Luxury car sales may hit speed bump


For the rich and famous who have either booked an imported super luxury car or are planning to do so, there’s some bad news. The finance minister’s Budget proposal to increase Customs duty on imported vehicles will mean that they would have to fork out an additional Rs 20 lakh to Rs 40 lakh to own swanky toys like the Ferrari, Porsche or Lamborghini, etc.

In simple terms, there would be a rise of nearly 20-25 per cent on the earlier sticker price of these imported vehicles. This increase, dealers and experts say, will lead to deferment in purchases, or even cancellations.



Even as a general hike was effected across all vehicles sold in India through an increase in excise duty, the impact of the proposed move would be the most for imported luxury cars and sports utility vehicles (SUVs) brought into the country.

In the Union Budget, Customs duty on completely built units of cars, SUVs and multi-utility vehicles (MUVs) costing $40,000 (Rs 20 lakh) or above and having engine capacity of more than three litres in case of petrol and 2.5 litres in case of diesel variants was increased from 60 per cent to 75 per cent. As many as 500-600 vehicles in this range are imported into the country every year and this market is growing at a comfortable clip of over 30 per cent annually.

Company-appointed dealers of Ferrari, Rolls Royce and Lamborghini, operating in Delhi and Mumbai, say, besides this duty increase, addition of other taxes and local levies would take the final price increase to 20-25 per cent.

Iconic Italian supercar maker Ferrari, for instance, has increased the price of its entry-level model California to Rs 2.69 crore from Rs 2.2 crore in India. The price of its top-of-the-line model Ferrari FF has shot up by 21 per cent from Rs 3.42 crore to Rs 4.12 crore.

Ashish Chordia, chairman, Shreyans, the authorised Ferrari dealer, said: “The increase in duties on luxury cars is definitely a surprise move. It is early to gauge the impact on sales, but considering a luxury car is not a necessity purchase, it might lead to clients deferring their purchase, even if they don’t cancel those.”

Fellow Italian luxury and supercar brand Lamborghini, owned by Germany’s Volkswagen, has also jacked up prices of its models between Rs 20 lakh and Rs 40 lakh. Other ultra luxury brands like Aston Martin, Rolls Royce, Porsche, Maserati, Bentley and some models of Mercedes, BMW, Audi, Jaguar-Land Rover and Toyota have also raised prices.

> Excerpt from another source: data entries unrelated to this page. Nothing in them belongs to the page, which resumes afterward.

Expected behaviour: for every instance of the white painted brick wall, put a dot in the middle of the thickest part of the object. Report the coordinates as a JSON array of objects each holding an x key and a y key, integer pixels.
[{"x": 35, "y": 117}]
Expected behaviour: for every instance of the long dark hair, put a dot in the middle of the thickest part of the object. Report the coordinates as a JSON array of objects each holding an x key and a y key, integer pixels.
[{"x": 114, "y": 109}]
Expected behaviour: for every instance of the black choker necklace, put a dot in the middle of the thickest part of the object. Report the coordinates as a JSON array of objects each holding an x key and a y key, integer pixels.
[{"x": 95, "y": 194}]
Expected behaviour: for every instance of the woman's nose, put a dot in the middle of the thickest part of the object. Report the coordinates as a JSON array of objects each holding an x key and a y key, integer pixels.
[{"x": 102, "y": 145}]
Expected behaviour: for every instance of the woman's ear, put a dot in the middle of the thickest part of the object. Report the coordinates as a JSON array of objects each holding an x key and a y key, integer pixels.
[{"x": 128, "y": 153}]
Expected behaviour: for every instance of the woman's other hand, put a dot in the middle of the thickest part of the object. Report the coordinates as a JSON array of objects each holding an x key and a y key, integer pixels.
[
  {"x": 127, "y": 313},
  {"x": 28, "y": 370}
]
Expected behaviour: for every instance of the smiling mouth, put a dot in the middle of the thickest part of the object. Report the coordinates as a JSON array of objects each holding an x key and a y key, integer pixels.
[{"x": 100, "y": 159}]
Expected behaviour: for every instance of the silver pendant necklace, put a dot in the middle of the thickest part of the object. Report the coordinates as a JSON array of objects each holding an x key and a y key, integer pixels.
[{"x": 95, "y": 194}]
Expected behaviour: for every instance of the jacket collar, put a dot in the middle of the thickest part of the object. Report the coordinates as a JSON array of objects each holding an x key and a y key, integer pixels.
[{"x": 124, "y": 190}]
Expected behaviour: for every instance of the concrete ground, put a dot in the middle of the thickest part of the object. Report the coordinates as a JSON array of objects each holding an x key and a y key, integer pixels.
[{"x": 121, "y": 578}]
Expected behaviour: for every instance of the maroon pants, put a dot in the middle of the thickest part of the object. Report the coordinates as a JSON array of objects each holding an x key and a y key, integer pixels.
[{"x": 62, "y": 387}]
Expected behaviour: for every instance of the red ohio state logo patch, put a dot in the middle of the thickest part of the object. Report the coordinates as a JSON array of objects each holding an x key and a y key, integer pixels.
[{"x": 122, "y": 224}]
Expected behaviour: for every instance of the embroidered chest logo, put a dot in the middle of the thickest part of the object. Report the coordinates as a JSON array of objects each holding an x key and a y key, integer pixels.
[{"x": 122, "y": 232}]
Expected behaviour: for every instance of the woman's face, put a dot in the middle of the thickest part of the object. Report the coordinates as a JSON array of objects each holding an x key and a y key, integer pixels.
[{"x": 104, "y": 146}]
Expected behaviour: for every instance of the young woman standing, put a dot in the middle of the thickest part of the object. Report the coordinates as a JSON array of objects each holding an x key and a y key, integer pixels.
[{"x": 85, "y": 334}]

The increase in duties could also lead to some cancellations because even those customers who had placed orders for such vehicles earlier would now have to pay according to the revised prices list. Normally, there is a time gap of four to eight months between the date of booking and the date of delivery of these luxury cars. This period includes the time required to customise a vehicles according to the wishes of a customer.

Mohan Mariwala, managing director, Auto Hangar, says: “This is an extremely disappointing move by the government, as it comes at a time when the market is going through a lean season. The 15 percentage point increase in duty will mean an increase of between Rs 20 lakh and Rs 40 lakh. The buyer of these cars are high net worth individuals. The short-term impact will surely be there and buyers’ decision will get affected.”

Auto Hangar, which sells the Mercedes range, is also the authorised dealer for all Lamborghini cars and is due to open a showroom at Prabhadevi area of Mumbai by May.

Lalit Choudhary, managing director, Performance Cars, which is the authorised dealer for Aston Martin, said: “The demand for such luxury cars will ultimately take a hit. We are talking to our customers regarding the increase, which is in the range of Rs 20-35 lakh for Aston Martin. We hope that the market will absorb the price rise eventually.” Aston Martin has so far seen sales of 30 units in India.

Ferrari, which was to open its second outlet in Mumbai in the second half of last year, has now postponed the launch to the third quarter of this year.

Though an official from the company authorised to sell Ferraris in India did not say whether there would be an impact on demand, market experts say the increase will impact offtake of the Italian car brand.

In the June-December 2011 period, Shreyans, took bookings of 20 Ferrari units from its Delhi outlet. Rolls Royce last calendar year sold 70 units.